У Сергея Зенкина в работе «Гуманитарная классика: между наукой и литературой» можно встретить такое рассуждение: «Нередко бывает, что сами учёные-теоретики… избегают ссылаться на какие-либо философские учения и настаивают на позитивно-эмпирическом характере своих теорий, но в дальнейшем их комментаторы и интерпретаторы применяют для анализа этих теорий именно философский метаязык, ищут и находят в них абстрактно-умозрительные пресуппозиции, а не только конкретно-научное содержание. Так происходит, в частности, при изучении наследия классиков русской литературной теории XX века — теоретиков ОПОЯЗа или Юрия Лотмана. При интерпретации таких классиков их как бы переквалифицируют, из „учёных“ превращают в „философов“; советский идеологический режим, подавлявший развитие оригинальной философской мысли, даёт удобный повод объяснять их недоверие к философии „цензурными причинами“, предоставляет конъюнктурно-политическое оправдание для их посмертной переквалификации, хотя на самом деле последняя осуществляется по иным, более универсальным причинам. При отсутствии цензуры Шкловский или Лотман, вероятно, всё равно работали бы в рамках литературоведения или позитивно-научной культурологии, но их статус классиков побуждает выявлять в их работах „философскую подкладку“, выдвигать на первый план… не операциональные идеи и методы, а умозрительный смысл. Такая интерпретация вопреки прямым сознательным интенциям толкуемого классика может опасно сближаться с извращением самой природы его мысли и дискурса»{299}.

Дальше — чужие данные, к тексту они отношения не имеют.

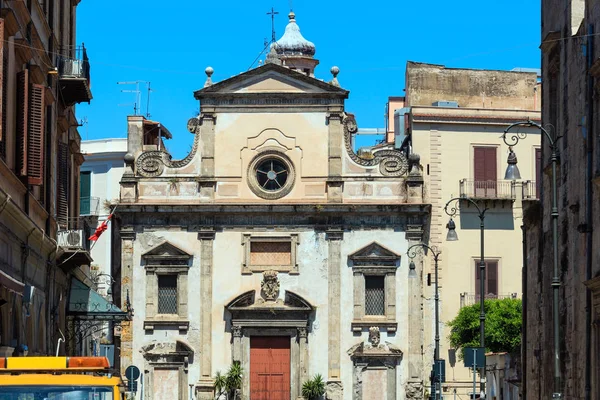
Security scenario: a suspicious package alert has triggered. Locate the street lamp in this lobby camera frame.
[502,120,562,399]
[444,196,488,396]
[406,243,442,400]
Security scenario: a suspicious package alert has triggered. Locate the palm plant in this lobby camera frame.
[214,361,243,400]
[302,374,325,400]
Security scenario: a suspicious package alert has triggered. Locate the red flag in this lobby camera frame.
[88,214,112,242]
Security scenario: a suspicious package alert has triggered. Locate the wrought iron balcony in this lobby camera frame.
[522,181,540,200]
[58,44,92,106]
[460,292,517,308]
[79,196,100,215]
[460,179,516,200]
[56,217,95,270]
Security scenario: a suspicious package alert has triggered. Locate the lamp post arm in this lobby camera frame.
[502,120,561,148]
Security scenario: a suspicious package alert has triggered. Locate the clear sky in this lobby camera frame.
[77,0,541,158]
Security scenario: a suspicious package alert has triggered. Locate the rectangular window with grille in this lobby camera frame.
[158,275,177,314]
[365,276,385,315]
[250,241,292,265]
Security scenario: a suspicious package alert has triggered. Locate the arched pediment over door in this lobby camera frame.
[225,287,315,399]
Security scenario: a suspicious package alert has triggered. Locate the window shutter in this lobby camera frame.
[475,260,481,298]
[27,84,46,185]
[486,261,498,296]
[16,70,29,176]
[56,142,69,228]
[0,18,7,159]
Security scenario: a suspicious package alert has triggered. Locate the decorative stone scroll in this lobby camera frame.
[135,118,200,177]
[343,114,408,176]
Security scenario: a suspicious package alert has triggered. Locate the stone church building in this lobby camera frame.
[113,13,430,400]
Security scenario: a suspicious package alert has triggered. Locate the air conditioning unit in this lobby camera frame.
[58,229,83,247]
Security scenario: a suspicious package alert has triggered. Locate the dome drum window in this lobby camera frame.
[248,150,295,200]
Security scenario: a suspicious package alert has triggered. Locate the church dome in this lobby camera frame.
[271,11,315,57]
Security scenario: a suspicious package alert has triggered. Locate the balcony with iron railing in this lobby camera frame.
[56,217,96,269]
[58,44,92,106]
[521,181,540,201]
[460,179,516,200]
[79,196,100,215]
[460,292,517,308]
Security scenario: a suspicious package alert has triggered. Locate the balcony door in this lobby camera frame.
[473,147,498,198]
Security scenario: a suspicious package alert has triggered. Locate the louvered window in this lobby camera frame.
[475,260,498,298]
[56,142,69,228]
[250,241,292,265]
[365,276,385,315]
[158,275,177,314]
[16,70,29,176]
[0,19,8,160]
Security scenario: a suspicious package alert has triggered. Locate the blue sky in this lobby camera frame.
[77,0,540,158]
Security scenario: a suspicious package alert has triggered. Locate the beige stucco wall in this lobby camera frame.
[412,107,540,395]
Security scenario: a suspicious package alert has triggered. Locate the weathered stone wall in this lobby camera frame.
[406,61,540,110]
[523,0,600,399]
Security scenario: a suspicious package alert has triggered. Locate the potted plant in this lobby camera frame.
[302,374,325,400]
[214,361,243,400]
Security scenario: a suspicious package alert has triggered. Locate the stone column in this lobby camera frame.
[119,227,135,372]
[198,112,217,201]
[327,111,344,203]
[196,229,215,400]
[327,229,344,400]
[231,325,242,363]
[405,225,424,399]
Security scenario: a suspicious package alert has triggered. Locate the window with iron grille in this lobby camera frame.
[365,276,385,315]
[158,275,177,314]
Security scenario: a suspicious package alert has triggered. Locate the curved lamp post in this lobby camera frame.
[444,197,488,396]
[502,120,562,399]
[406,243,442,400]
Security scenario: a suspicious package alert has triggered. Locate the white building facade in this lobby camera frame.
[113,13,430,400]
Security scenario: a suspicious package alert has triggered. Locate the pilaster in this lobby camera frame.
[196,229,215,400]
[120,227,135,371]
[326,229,344,400]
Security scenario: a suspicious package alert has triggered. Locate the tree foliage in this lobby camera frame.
[448,299,523,359]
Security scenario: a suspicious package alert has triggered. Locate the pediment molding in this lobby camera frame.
[348,242,400,266]
[194,64,349,100]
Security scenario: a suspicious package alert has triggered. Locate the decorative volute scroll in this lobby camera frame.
[343,114,408,176]
[135,117,200,177]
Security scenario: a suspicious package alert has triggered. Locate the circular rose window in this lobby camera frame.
[248,151,294,200]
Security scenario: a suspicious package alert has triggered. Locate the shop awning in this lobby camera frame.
[0,271,25,296]
[67,278,129,321]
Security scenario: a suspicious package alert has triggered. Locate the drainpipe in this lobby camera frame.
[521,224,527,399]
[583,24,594,400]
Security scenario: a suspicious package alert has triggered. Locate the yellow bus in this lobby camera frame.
[0,357,124,400]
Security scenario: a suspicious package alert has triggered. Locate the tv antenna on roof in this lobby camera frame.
[117,81,152,118]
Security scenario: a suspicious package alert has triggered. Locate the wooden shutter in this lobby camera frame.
[473,147,497,197]
[0,18,7,159]
[16,70,29,176]
[56,142,69,228]
[485,261,498,296]
[27,84,46,185]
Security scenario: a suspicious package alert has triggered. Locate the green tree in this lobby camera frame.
[448,299,523,359]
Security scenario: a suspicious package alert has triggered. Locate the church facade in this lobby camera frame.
[113,13,431,400]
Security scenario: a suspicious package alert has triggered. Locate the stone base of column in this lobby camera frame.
[325,380,344,400]
[196,378,215,400]
[404,380,423,400]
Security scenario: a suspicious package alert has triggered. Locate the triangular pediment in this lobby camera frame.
[348,242,400,262]
[195,64,348,99]
[142,241,191,258]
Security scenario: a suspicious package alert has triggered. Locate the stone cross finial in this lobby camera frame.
[329,66,340,87]
[204,67,215,87]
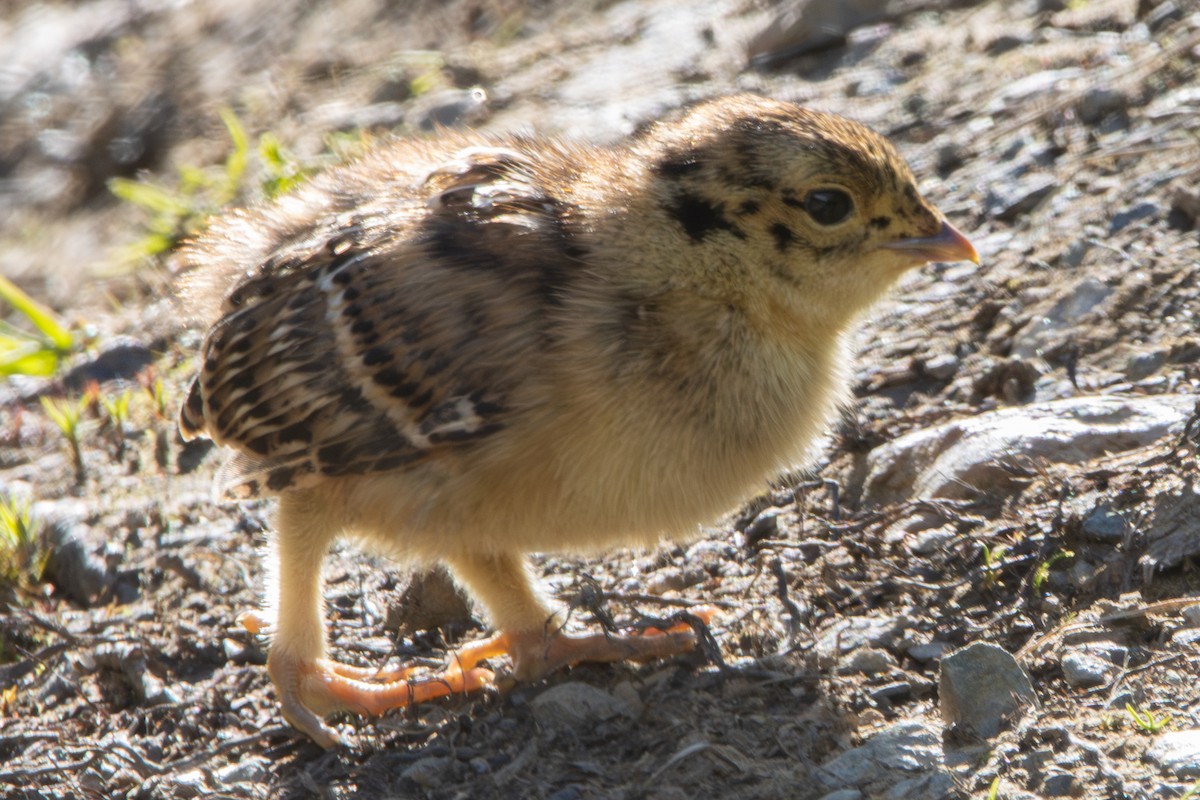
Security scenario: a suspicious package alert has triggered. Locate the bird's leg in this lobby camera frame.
[242,492,493,747]
[451,555,713,680]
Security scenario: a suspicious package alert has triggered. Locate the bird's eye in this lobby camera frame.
[804,188,854,225]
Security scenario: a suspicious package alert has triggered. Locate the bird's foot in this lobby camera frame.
[242,614,505,750]
[242,607,715,748]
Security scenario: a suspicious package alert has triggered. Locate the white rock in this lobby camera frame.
[814,720,944,789]
[863,395,1195,505]
[532,681,637,728]
[1062,651,1115,688]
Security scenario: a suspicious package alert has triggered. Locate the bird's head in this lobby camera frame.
[642,96,979,338]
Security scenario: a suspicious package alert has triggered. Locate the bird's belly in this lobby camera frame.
[352,371,840,559]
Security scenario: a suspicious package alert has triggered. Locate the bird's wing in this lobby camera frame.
[180,140,571,497]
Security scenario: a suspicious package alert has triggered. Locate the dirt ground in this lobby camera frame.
[0,0,1200,800]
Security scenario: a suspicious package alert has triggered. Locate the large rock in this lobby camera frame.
[938,642,1038,739]
[863,395,1195,505]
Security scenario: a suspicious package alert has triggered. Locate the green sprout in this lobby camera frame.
[100,389,133,461]
[108,109,250,261]
[0,275,74,375]
[42,396,89,483]
[1126,703,1171,735]
[1033,551,1075,591]
[983,545,1008,589]
[258,132,312,199]
[0,495,49,587]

Эта философия очаровывает человека несколько уже искушённого.
Человеку, ожидающему литературной нормы, достаётся Шкловский-писатель, который раз за разом, как фокусник на арене, предъявляет читателю превращения: биография превращается в прозу, проза превращается в биографию человека.
Проза эта мемуарная, особая.
Часто задаётся вопрос: зачем нам тайны чужой переписки, зачем нам ломкие страницы чужих дневников с неразборчивым почерком?

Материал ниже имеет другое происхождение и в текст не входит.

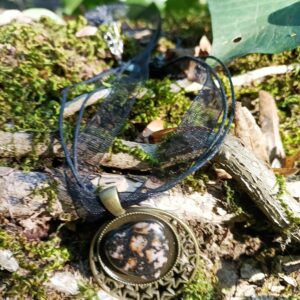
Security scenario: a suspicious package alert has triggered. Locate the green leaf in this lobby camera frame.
[208,0,300,61]
[63,0,83,15]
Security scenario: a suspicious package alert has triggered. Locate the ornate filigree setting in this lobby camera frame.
[90,208,199,300]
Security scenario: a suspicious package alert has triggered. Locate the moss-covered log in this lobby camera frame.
[0,136,300,241]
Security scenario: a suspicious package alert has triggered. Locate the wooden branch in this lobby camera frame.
[232,64,300,86]
[0,136,300,241]
[0,167,234,224]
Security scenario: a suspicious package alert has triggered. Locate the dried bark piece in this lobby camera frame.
[234,102,269,163]
[259,91,285,164]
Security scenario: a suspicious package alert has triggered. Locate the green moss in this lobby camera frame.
[275,174,300,226]
[183,262,220,300]
[0,229,70,299]
[181,170,209,193]
[0,17,112,169]
[32,179,58,213]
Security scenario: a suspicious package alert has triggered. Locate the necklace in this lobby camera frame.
[59,4,234,300]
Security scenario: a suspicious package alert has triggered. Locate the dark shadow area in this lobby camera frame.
[268,1,300,26]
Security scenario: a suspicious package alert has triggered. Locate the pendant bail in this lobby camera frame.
[99,186,125,217]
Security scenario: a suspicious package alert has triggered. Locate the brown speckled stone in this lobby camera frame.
[104,221,169,280]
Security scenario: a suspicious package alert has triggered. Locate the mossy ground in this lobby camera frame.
[0,13,300,300]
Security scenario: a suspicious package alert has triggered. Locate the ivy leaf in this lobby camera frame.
[208,0,300,61]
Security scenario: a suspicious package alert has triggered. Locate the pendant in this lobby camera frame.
[90,187,199,300]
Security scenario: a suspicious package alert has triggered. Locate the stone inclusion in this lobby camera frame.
[105,221,169,280]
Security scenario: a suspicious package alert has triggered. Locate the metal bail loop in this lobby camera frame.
[99,186,125,217]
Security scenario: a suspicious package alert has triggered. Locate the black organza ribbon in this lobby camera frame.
[59,4,235,220]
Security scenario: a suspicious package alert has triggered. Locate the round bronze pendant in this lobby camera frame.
[90,207,199,300]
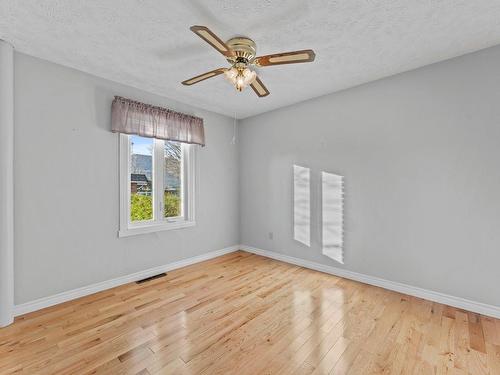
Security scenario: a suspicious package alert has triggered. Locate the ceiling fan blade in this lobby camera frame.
[250,77,269,98]
[254,49,316,66]
[182,68,227,86]
[190,26,234,57]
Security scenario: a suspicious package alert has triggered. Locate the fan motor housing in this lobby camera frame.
[226,37,257,64]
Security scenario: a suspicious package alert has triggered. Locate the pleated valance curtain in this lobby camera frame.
[111,96,205,146]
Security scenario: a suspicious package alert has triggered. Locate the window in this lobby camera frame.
[293,165,311,246]
[119,134,195,237]
[321,172,344,263]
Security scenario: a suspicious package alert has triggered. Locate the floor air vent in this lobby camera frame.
[135,272,167,284]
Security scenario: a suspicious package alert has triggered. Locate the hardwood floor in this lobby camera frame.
[0,251,500,375]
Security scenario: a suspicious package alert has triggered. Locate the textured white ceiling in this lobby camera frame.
[0,0,500,118]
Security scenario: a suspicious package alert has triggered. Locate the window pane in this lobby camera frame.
[321,172,344,263]
[163,141,183,218]
[293,165,311,246]
[129,135,153,222]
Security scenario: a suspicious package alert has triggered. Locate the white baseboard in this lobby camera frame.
[14,245,240,316]
[240,245,500,319]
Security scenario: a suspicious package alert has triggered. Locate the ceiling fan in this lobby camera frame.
[182,26,316,97]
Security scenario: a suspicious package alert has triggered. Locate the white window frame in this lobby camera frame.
[118,134,196,237]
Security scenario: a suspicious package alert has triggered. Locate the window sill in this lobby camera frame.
[118,221,196,237]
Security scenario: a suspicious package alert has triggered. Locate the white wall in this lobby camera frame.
[14,53,239,304]
[240,47,500,306]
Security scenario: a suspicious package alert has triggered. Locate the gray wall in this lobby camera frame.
[14,54,239,304]
[240,47,500,306]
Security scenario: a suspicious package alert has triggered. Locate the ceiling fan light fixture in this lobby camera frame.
[224,66,257,91]
[182,26,316,98]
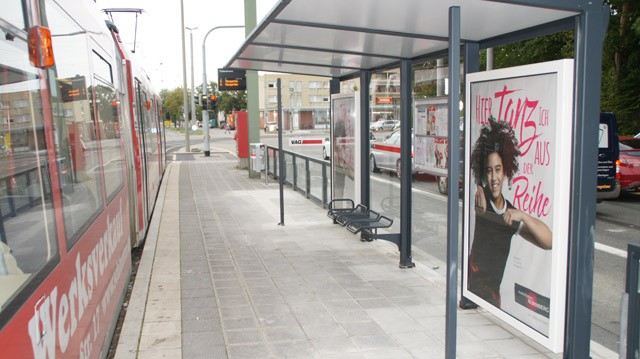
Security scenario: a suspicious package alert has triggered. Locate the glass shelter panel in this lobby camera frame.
[367,68,402,233]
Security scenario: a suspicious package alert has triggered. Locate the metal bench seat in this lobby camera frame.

Зачем нам чужие биографии?
Они нам нужны затем, чтобы в очередной раз подтвердить, что человек не одинок. Что он похож на полярного исследователя, который взял след по старым письмам, по багру с исчезнувшей шхуны, а потом обнаружил стоянку предшественника с банками из-под пеммикана и прохудившимися канистрами.

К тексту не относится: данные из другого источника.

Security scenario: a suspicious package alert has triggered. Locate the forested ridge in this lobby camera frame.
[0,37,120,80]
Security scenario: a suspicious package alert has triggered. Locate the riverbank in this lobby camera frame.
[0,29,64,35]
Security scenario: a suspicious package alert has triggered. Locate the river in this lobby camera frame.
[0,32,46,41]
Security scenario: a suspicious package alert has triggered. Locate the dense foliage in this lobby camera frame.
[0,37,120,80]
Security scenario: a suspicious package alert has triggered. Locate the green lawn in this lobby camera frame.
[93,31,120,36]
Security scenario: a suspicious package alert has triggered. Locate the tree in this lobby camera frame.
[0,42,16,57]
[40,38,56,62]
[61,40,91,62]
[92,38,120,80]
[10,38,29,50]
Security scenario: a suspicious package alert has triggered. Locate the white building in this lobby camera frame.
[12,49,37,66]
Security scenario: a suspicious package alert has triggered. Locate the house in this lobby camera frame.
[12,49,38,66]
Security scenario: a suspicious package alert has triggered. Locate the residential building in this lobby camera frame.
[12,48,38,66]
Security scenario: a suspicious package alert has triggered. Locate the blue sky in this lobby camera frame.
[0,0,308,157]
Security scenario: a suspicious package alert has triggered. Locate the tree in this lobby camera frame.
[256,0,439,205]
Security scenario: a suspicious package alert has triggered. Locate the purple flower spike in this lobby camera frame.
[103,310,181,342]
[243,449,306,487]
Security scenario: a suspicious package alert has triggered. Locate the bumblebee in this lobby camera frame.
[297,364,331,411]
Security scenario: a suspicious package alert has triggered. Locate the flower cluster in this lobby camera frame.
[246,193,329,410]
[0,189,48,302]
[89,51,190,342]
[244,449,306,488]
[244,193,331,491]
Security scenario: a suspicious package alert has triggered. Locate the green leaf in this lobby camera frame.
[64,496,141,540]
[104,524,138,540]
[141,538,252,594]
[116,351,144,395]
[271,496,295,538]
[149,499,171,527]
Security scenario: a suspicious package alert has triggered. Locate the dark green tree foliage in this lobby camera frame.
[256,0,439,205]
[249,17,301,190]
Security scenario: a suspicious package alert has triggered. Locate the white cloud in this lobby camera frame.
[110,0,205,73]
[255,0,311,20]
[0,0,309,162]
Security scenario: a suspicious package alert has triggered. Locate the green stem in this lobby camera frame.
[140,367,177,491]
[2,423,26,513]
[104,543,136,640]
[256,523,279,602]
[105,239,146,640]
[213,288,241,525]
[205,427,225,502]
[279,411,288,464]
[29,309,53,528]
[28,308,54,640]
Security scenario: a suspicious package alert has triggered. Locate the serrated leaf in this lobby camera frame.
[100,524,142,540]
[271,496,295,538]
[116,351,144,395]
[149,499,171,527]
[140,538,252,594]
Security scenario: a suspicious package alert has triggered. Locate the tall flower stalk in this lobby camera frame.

Он должен идти дальше, но на этом пути он был не одинок.
Эмоции наши счётны, нас обуревают ужас и отчаяние посреди ледяной пустыни жизни, и вот уже кажется, что твоё одиночество — это одиночество мира. Но нет, читая письма мёртвых людей, ты видишь, что с твоими тревогами и твоим ужасом сталкивались и до тебя.
Однако предшественники столкнулись и со счастьем открытия, с той небесной пузырчатой радостью, что наполняет человека в момент осознания того, что мысль сильнее смерти.
Вот зачем нужны чужие биографии.
Человек от природы эгоистичен, если в нём мало веры, но много страха, и мир обступает его как философа Григория Сковороду. Но ушёл философ Сковорода от жестокого мира, не поймал мир его. И всяк понимает, шурша чужими дневниками, что есть шанс ускользнуть от отчаяния. Наши жизни полны частного отчаяния — мелких неудач, травли, непонимания близких, осознания своих проступков и подлостей, но наука состоит не в оправдании собственных ошибок, а в осознании того, что ты — часть общего потока познания, неистребимого, как надежда.
Кроме науки мало в жизни человечества бесспорного — и учёные во всяком роде полезнее многих в своих письмах. Физики скупы на слова, филологи говорливы. Но из этого свивается спасительная верёвка помощи, альпинистская страховка для будущего читателя.
Всё было прежде, но у тебя будет своё, страдания неизбежны, но движение разума выше их, «Грамматика» Смирновского[141] — не предел жизни.
В 1940 году Шкловский пишет Эйхенбауму:
«Шло время, построили мы науку, временами о ней забывали, её заносило песком. Ученики наших учеников, ученики людей, которые с нами спорят, отроют нас. Когда будут промывать библиотеки, окажется, что книги наши тяжелы, и они лягут, книги, золотыми, надеюсь, блёстками, и сольются вместе, и нам перед великой советской литературой, насколько я понимаю, не стыдно. И мы, насколько я понимаю, перед великой советской литературой не виноваты. Мы пришли к очень занятому человечеству.
Одним словом, попали в историю».
В разреженных текстах Шкловского есть проблема, и эта проблема — увидеть вынужденную метафору, оценку, подсказанную извне, в разрешённом воздухе, который тебе насильно вдувают в лёгкие, и ты через некоторое время думаешь, что вдохнул его сам.